Warming Up

Warming up before high intensity work is something I get a lot of questions about, but which I'm hesitant to offer too much advice regarding, other than to say 'warm up as needed'.

Personally, I spend very little time doing what most people would consider warming up. For many of my workouts, particularly interval ones where the rest interval comes first (some programs on machines are automatically structured this way), there is a bit of a built in 'warm up'. For others, however--tabata style intervals on the treadmill for example, or one mile time trials, there isn't. Here I usually do some sort of dynamic leg shakes, maybe a few knee ups, etc before starting. And although I'll certainly start out with a quick pace on such an effort, it won't be a 100 meter dash type pace and so physically (in terms of force of muscular contractions) it is well below the threshold where I worry about injury. But again, you may be different, and if in doubt it is certainly a better idea to err on the side of warming up too much rather than too little.

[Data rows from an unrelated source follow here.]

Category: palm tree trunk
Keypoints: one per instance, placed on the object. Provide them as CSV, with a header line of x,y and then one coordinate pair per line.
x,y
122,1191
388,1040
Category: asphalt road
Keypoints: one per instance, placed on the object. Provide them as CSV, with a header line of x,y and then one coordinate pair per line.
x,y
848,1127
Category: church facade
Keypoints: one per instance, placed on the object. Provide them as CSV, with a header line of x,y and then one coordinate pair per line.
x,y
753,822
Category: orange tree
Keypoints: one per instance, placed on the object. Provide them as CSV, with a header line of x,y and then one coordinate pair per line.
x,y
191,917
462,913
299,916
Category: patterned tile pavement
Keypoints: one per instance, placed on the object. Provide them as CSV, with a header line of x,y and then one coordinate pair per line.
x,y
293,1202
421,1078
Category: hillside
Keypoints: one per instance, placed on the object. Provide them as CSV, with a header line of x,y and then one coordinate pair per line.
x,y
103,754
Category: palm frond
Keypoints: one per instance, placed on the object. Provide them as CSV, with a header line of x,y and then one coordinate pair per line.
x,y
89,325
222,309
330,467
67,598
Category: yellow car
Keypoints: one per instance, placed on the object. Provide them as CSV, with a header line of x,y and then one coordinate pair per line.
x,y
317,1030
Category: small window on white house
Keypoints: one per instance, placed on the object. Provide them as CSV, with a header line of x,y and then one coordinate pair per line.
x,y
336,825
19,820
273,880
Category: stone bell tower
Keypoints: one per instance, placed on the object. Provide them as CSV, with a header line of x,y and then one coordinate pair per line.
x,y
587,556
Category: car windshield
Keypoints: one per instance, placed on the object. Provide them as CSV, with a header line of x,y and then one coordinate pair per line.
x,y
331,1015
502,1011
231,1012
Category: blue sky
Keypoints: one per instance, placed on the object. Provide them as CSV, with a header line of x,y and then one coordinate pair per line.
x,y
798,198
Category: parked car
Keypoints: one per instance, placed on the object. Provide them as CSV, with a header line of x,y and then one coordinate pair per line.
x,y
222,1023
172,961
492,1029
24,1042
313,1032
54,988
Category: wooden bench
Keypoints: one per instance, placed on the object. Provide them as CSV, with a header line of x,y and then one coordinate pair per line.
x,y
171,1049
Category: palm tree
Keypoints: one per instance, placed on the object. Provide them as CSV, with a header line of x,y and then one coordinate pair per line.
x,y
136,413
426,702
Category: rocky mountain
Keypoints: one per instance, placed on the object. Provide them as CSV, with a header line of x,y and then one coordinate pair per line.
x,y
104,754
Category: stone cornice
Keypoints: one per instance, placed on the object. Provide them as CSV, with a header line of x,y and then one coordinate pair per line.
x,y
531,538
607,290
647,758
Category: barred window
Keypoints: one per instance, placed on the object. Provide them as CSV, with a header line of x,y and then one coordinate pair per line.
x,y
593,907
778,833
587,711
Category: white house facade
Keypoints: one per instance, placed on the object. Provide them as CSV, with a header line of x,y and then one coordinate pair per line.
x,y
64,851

On this last point however, I need to mention that passive stretching should not be a part of pre-high intensity warm up. Get blood into your muscles with light activity, establish whatever neuromuscular connection you need to in order to ensure the mind-body synchronicity required for the upcoming effort, but DON'T include passive stretching. Sure a light bit of easy dynamic stretching is probably fine, particularly if you workout in the wee hours before your body has had a chance to loosen up naturally, but a full session of 1980's era 30 second at-the-edge-of-comfort-zone stretches will only increase the risk of injury when done preceding high intensity work (or, depending on who you ask, whenever it's done).